Atrás dos bois vinha Agenor Soronho, homenzarrão ruivo, mal-encarado, com uma vara com ferrão na ponta para espetar os bois.
No carro uma carga de rapadura preta com um defunto por cima, pai de Tiaozinho, o guia-mirim, morto no dia anterior.
Da beira da estrada, a irara observava a
caravana e ouviu os bois conversando, tramando a morte de Agenor Soronho, que os espetava o tempo todo com o ferrão.
O menino, por sua vez, pensa também que seria bom se ele crescesse e matasse Agenor Soronho, que tomara o lugar de seu pai, desposando sua mãe, e era demasiado ruim para ele.
Depois de algum tempo, Agenor Soronho dorme. Os bois matutam: "se ele cai, ele morre". O menino dorme também, andando. Mas grita com os bois e eles correm. Agenor Soronho despenca. Dorme pesado nem sente a roda do carro passar no pescoço, quase separa a cabeça do corpo. O menino chora muito.
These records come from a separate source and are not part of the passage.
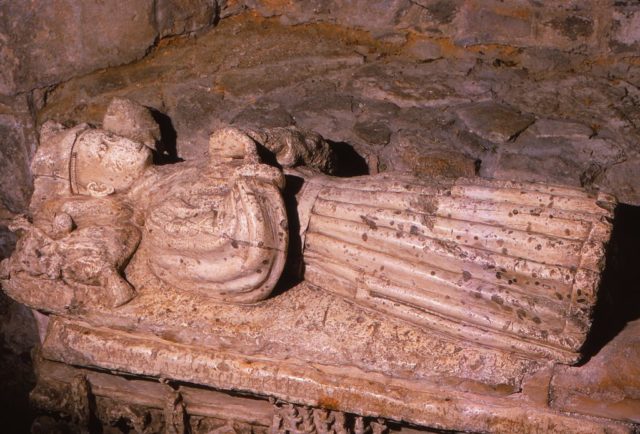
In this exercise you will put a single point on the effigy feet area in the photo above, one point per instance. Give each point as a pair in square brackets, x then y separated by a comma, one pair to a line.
[368, 217]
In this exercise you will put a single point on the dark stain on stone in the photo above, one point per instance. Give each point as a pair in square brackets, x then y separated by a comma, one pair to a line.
[369, 222]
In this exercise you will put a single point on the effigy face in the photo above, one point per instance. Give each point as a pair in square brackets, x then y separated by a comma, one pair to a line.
[420, 300]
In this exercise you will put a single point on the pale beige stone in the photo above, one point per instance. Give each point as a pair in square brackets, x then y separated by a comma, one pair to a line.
[423, 298]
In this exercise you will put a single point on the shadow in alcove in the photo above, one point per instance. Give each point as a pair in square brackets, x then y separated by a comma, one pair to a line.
[619, 293]
[346, 161]
[293, 269]
[166, 149]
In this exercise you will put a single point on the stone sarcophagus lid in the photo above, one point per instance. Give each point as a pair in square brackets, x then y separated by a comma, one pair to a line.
[445, 303]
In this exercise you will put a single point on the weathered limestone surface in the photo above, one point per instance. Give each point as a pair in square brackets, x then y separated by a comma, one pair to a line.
[404, 314]
[550, 94]
[492, 110]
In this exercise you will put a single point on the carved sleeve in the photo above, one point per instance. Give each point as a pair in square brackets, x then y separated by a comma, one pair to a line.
[222, 239]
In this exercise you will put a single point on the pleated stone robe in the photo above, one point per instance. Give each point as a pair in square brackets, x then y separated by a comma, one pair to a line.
[504, 264]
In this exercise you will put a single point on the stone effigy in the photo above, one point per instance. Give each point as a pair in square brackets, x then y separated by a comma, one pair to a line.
[422, 299]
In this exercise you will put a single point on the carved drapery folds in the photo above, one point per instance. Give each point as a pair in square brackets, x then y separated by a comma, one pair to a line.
[421, 299]
[512, 265]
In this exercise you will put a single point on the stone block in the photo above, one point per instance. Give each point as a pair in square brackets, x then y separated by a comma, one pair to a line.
[46, 42]
[626, 29]
[493, 121]
[176, 17]
[622, 181]
[493, 22]
[17, 145]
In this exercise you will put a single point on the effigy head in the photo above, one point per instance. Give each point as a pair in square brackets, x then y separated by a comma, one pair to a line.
[86, 161]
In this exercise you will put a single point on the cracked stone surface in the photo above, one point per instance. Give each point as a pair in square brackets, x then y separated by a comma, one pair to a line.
[551, 93]
[482, 110]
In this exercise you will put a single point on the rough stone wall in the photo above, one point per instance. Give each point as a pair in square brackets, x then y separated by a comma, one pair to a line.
[46, 42]
[594, 27]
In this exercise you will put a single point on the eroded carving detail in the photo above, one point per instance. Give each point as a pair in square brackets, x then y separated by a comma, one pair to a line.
[489, 281]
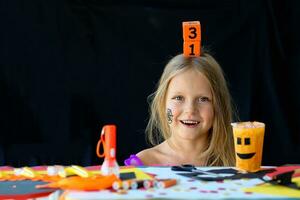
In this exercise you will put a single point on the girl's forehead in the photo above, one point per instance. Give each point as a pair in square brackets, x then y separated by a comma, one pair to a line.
[190, 80]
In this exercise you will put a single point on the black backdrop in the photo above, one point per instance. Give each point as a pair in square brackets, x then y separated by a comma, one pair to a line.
[69, 67]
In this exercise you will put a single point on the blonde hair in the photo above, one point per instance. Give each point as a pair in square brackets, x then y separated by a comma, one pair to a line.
[220, 150]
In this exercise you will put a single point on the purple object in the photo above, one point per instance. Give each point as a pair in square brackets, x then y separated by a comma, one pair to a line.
[133, 160]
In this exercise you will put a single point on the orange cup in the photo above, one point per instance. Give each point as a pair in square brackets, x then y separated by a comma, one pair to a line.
[248, 143]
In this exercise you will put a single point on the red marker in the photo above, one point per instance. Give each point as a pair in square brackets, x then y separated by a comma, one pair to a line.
[108, 139]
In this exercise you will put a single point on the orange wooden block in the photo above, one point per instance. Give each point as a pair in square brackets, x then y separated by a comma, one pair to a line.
[191, 31]
[191, 49]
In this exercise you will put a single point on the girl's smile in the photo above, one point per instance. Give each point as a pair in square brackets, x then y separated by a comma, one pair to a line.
[189, 98]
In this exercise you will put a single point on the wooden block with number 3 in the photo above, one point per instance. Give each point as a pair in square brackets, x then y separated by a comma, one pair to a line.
[191, 49]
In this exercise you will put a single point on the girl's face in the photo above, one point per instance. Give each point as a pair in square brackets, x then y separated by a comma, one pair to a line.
[189, 105]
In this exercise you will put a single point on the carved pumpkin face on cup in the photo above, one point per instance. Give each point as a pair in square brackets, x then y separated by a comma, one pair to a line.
[248, 143]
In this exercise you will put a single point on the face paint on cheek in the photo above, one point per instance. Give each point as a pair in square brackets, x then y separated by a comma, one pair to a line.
[169, 115]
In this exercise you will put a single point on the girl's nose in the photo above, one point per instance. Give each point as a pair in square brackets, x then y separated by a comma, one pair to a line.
[190, 107]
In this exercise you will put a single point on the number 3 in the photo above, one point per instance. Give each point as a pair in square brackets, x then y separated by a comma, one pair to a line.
[193, 32]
Dois homens que passam a cavalo ajudam o menino. Colocam o corpo sobre as rapaduras. O menino conduz o carro, agora com dois defuntos. Não usa ferrão para espetar os bois. Por isso eles andam tranqüilos, tranqüilos... felizes da vida. Afinal, Agenor Soronho era mau. O menino é bom.
Assim, a irara Risoleta termina sua história. A gente só não fica sabendo o que acontece com ela depois. (O autor não diz.)